Não foi uma jornada tranquila. Eram tempos de intolerância e ódio, e os manifestantes enfrentaram terrível violência. Muitos foram assassinados, incluindo líderes, como John Kennedy, seu irmão Robert, e Martin Luther King. Mas o Congresso acabou por proibir qualquer tipo de discriminação.
O apoio dos presidentes democratas Kennedy e Lyndon Johnson (sulista) aos direitos civis, aliado ao aceno de republicanos reacionários, como Richard Nixon, provocou uma inversão: os racistas migraram para o Partido Republicano, e os negros passaram a votar no Partido Democrata.
O fim da legislação racista permitiu notável progresso econômico e social aos negros, sendo paradigmática a eleição de Barack Obama. Mas a igualdade continua distante: 25% dos negros americanos vivem abaixo da linha de pobreza, o desemprego entre eles é o dobro, a taxa de encarceramento é seis vezes maior.
E a polícia mata, proporcionalmente, o dobro de negros. A cada vez que um policial americano branco mata um negro desarmado, o mundo se horroriza, mas a reação ao cruel assassinato de George Floyd foi especial. Em todo o mundo, em plena pandemia, multidões de brancos e negros foram às ruas.
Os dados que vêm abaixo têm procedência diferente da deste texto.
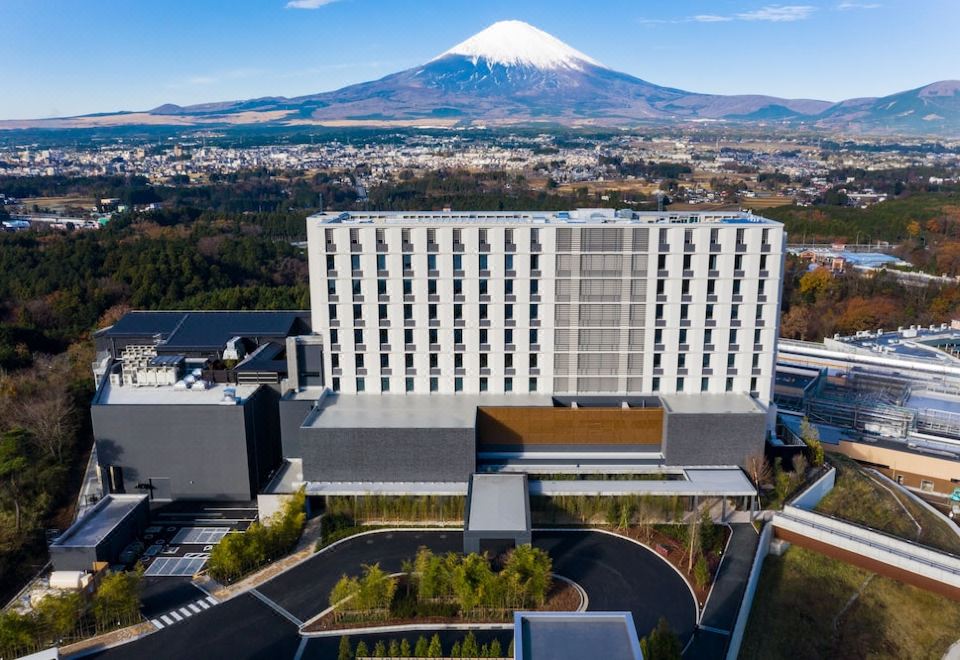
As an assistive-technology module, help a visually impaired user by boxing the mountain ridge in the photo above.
[0,21,960,135]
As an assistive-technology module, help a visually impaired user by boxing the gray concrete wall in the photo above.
[280,399,314,458]
[90,397,279,500]
[663,412,767,467]
[301,428,476,481]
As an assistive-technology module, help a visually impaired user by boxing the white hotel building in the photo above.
[307,209,785,406]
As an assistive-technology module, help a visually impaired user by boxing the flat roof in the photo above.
[97,311,310,352]
[467,474,530,532]
[307,208,781,226]
[303,393,553,428]
[50,494,147,548]
[660,392,767,414]
[513,612,643,660]
[530,467,757,497]
[94,379,260,406]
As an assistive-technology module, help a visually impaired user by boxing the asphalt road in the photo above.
[88,531,697,660]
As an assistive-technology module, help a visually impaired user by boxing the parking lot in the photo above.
[133,502,257,577]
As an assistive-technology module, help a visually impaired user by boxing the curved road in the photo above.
[88,530,697,660]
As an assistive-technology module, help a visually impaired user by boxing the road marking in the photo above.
[247,589,303,628]
[698,625,730,636]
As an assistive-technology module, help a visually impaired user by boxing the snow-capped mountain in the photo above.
[7,21,960,134]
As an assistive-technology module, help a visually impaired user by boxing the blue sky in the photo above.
[0,0,960,119]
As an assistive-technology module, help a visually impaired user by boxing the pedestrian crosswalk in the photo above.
[150,596,218,630]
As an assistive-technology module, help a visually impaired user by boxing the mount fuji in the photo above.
[7,21,960,134]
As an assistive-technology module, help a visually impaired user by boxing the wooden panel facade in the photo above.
[477,406,664,449]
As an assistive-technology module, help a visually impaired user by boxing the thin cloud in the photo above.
[287,0,337,9]
[737,5,816,23]
[638,2,812,25]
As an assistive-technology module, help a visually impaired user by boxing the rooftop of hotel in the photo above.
[308,208,780,226]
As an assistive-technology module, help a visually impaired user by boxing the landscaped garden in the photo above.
[740,546,960,660]
[307,545,568,631]
[816,455,960,556]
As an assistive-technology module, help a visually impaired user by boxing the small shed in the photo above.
[50,494,150,571]
[463,473,532,555]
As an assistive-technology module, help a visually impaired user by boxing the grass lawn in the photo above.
[816,455,960,556]
[740,546,960,660]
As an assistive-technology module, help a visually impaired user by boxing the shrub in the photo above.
[207,489,306,582]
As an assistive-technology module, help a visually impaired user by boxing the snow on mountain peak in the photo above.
[435,21,603,71]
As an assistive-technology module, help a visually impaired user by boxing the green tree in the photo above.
[427,633,443,658]
[93,569,143,628]
[640,617,682,660]
[337,637,353,660]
A intolerância racial tornou-se universalmente intolerável.
Há quem não compreenda. Donald Trump conclamou a polícia a agredir seus compatriotas. No Brasil, onde os protestos contra o racismo (mais dissimulado aqui, mas não menos tóxico) se confundem com os protestos contra o governo, Jair Bolsonaro chamou os manifestantes de terroristas. O mundo quer andar para a frente, mas sempre há quem tente levá-lo para o século retrasado.
A questão proposta por Locke há mais de 300 anos, à qual se remeteram Jefferson, Lincoln e King, ressurge a cada vez que morre um George Floyd: quando teremos uma sociedade livre e menos desigual?